This is yet another 1912 Hotel that became an East Hastings rooming house. However, for a while it wasn’t in residential use. In 1913 it showed up in the street directory as ‘new building’. A year later Vancouver postal substation B was on the street level, and a variety of Canadian government offices located on the upper floors, including Agriculture, Fisheries, the Inspector of Weights and Measures and the BC Hydrographic Survey. That arrangement lasted just two years. By 1919 all the offices, and the Post Office had moved a few doors to the west to the McArthur and Harper Building on the corner of Main Street – the Post Office moving first, in 1918. This building was vacant, and in 1920 reopened as the Afton Rooms, run by J A McMaster, with A Theodore’s confectionery store on the main floor.

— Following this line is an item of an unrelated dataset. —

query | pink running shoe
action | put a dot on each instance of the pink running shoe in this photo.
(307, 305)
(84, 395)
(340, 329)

The building was designed by A J Bird, and his client was R B Hamilton. He’s proven remarkably mysterious, despite a few hints. Another permit for someone with the same name, for a new building on Main Street, identified him as ‘R B Hamilton of South Vancouver P.O.’ As this was developed as a post office, it seems very likely that he’s the same person. However, diligent searching of directories and other historical records hasn’t found any obvious candidates, so Mr. Hamilton remains an enigma. Equally frustratingly, while The Dominion Government got the permits to create the post office, the subsequent 1919 permit to alter the premises (presumably to residential use) was to N E Hamilton, and there’s no obvious candidate with those initials either.
The Ovaltine Café opened in 1942 and has a fabulous neon sign (with a distinctive arrow), made by Wallace Neon in 1948. (The name over the door dates back to 1943). It’s a rare remaining fragment of Vancouver’s ‘golden age’ of neon, when there was reportedly more neon in Vancouver than anywhere in the world, except for Shanghai.
The interior of the café has survived intact, and includes a coffee counter, booths, mirrors and varnished woodwork. The decision taken many years ago to plant a street tree right outside the building means that for half the year the sign is obscured. Wong Kee Look first operated the café, which was recently named one of the world’s 50 best cafes in a London newspaper, and has featured in dozens of TV shows and movies from Da Vinci’s Inquest to ‘I Robot’.